Bewitchingly fetching: Three of the wiliest, wildest witches you could ever meet
There is nothing like a juicy old-fashioned wicked witch to really spice things up. And by ‘juicy old-fashioned wicked’, I mean the type of individual powered exclusively by the glee that comes with committing nefarious misdeeds. Like the psychotic Bellatrix Lestrange from the Harry Potter series, for example, whose devotion to that other committed evil-doer, Lord Voldemort, is unparalleled. Or Shakespeare’s trio of witches in Macbeth, cackling around a bubbling cauldron plotting their next bout of fun. Let us revisit some of fiction’s most infamous witches – the unjustly maligned, the unapologetically evil, and the unabashedly wicked.
Elphaba
Elphaba from Wicked is largely misunderstood and has little interest in spreading mayhem just for the sake of it. Her ‘wicked’ misnomer is just that: a misnomer, nothing more than false advertising.
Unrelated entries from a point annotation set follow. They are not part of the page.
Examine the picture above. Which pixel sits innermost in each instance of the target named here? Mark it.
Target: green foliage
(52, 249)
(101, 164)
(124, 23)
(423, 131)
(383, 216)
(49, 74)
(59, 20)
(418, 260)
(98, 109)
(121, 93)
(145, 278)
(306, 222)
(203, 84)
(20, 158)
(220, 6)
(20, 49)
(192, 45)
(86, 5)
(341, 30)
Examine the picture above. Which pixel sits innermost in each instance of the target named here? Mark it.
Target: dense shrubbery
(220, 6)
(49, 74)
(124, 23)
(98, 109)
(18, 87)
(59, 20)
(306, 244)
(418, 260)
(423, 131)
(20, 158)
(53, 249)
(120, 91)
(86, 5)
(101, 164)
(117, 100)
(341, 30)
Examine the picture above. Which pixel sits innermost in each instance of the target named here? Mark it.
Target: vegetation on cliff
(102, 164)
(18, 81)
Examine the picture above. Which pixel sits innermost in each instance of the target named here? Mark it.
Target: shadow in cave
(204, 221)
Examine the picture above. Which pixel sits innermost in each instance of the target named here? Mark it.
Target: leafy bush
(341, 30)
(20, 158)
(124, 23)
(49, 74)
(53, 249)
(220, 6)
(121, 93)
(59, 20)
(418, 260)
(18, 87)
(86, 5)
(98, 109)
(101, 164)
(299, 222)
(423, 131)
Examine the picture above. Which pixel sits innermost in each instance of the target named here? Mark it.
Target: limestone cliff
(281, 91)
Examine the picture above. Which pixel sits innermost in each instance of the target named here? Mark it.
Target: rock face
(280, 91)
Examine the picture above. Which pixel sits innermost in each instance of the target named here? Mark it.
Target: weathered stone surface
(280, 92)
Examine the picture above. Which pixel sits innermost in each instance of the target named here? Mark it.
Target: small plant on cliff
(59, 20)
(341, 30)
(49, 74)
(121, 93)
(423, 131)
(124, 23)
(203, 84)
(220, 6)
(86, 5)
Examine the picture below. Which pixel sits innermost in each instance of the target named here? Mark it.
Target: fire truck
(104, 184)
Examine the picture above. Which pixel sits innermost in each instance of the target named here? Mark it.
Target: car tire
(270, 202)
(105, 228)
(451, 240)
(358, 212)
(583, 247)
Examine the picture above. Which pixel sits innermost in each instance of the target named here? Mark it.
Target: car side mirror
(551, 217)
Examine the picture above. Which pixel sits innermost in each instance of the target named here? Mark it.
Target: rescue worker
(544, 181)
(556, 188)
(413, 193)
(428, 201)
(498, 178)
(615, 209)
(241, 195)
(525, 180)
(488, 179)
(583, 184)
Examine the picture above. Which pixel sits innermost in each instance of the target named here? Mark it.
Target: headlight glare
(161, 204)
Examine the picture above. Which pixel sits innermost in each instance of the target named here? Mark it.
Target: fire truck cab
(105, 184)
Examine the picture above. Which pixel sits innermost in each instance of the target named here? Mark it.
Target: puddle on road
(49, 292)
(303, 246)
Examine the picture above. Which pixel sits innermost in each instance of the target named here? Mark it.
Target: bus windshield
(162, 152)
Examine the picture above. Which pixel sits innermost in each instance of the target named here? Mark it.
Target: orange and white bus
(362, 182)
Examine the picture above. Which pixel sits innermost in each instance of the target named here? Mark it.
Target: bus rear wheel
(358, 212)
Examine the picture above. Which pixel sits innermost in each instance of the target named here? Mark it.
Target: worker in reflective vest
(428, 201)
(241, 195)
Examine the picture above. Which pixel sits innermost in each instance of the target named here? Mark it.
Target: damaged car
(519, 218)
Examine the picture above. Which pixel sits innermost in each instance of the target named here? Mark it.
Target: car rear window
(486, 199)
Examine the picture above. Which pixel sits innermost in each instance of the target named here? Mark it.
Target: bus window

She is discriminated against due to her unfortunate green appearance and driven to make some difficult choices that the people around her are too blind or stupid to understand. She is studious, hard-working, and driven to hold Dorothy hostage purely to extract her poor late sister’s shoes. If you are interested in pure wickedness, Elphaba gets zero marks, although she does manage to rather gloriously thwart her peers by belting into song and flying off into the sunset. What she lacks in wickedness, she makes up for in vocal range.
The Grand High Witch
Fresh out of Roald Dahl’s The Witches, the Grand High Witch despises children the way you or I would a rat scurrying across the kitchen floor. Owing to her naturally bald state with talons in place of fingers and toes, she could just show her face and scare them to death. Instead, she opts for the finest wigs, beautiful shoes and spotless gloves. She hosts meetings in five-star ballrooms so that she and her fellow witches can plot in comfort. Masking her lust for the mass murder beneath her beatific face, she lures children in with the promise of sweets. Once she has her prey, she unleashes the most inventive of punishments, such as inserting them into a painting forever or removing their thumbs. When tired of this, she introduces the idea of a middleman by spiking sweets with a special potion that will turn everyone into rats, to be destroyed at a later date by pest control. Unlike Voldemort, the Grand High Witch puts a bit more effort into disposing of her enemies than a simple two-second Avada Kedavra.
Winifred Sanderson
Much like Roald Dahl’s Grand High Witch, Winifred from Hocus Pocus nurses a flaming hatred for all children and yearns to destroy them all in one fell swoop. Unlike the Grand High Witch, however, she does not have a crew of compliant witches at her behest, willing to attend the meetings she books for them. Instead, she has two dim-witted sisters whom she loves dearly but who are nowhere near as wily as she. Where the Grand High Witch lures her children in with promises of sweets, Winifred seduces her prey with a rousing rendition of I’ll Put A Spell On You. It would have worked, too, if it hadn’t been for the thing that defeats all Scooby Doo villains: those meddling kids.